The Yankees scattered four baserunners from the third through seventh innings — Miguel Andujar and Romine reached on back-to-back errors in the fourth, then Shane Robinson grounded into an inning-ending double play — but, in the eighth, a bloop single and two walks loaded the bases, again with no outs. Andujar broke that 15 at-bat hitless streak with the bases loaded with a single to right. Hooray! Then Romine struck out and pinch-hitter Neil Walker hit into an inning-ending double play. Sigh.
In the ninth, when the game was largely out of reach, three straight Yankees reached base with two outs and two strikes. Gregorius singled, Aaron Hicks went from 0-2 to a walk, and Torres clocked a three-run home run into the left field seats. Second homer of the ballgame. Homers are cool and I’ll take it, especially since Torres has been scuffling since coming off the disabled list, but all that home run did was make the game seem closer than it really was.
Leftovers
Welcome to the Yankees, Lance Lynn. He came out of the bullpen and threw 4.1 scoreless innings after Gray bowed out early. His final line: 4.1 IP, 5 H, 0 R, 0 ER, 0 BB, 5 K on 71 pitches. This was Lynn’s day to start with the Twins, so he was on normal rest and able to soak up innings. Also, Lynn threw 70 (!) fastballs among his 71 pitches, so the Yankees haven’t turned him on to the anti-fastball lifestyle yet.
Every starter had a hit except Robinson. The No. 9 spot in the lineup managed to make six outs in four plate appearances. Gregorius had three hits, Torres had his two homers, Andujar had two hits, and everyone else had one hit. Torres and Greg Bird drew back-to-back walks in that eighth inning mini-rally and Hicks drew a walk to set up Gleyber’s three-run bomb. Too little, too late.
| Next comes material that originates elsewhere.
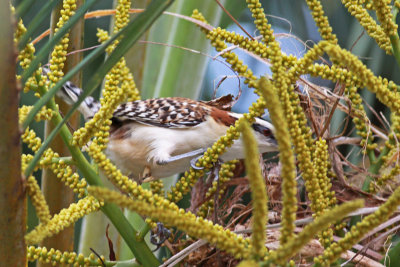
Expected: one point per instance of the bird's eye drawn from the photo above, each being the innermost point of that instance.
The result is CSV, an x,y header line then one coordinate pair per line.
x,y
267,132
Box Score, WPA Graph & Standings
ESPN has the box score and updated standings and MLB has the video highlights. Here’s our Bullpen Workload page and here’s the loss probability graph:
Source: FanGraphs
Up Next
A big four-game series at Fenway Park is next. The Yankees have to make up ground this weekend if they want to win the AL East, or, at the very least, they have to split and not lose ground. I would much prefer gaining ground. Chris Sale was placed on the disabled list earlier this week and will not start Thursday night’s series opener as scheduled. It’ll be lefty Brian Johnson instead. CC Sabathia will be on the mound for the Yankees.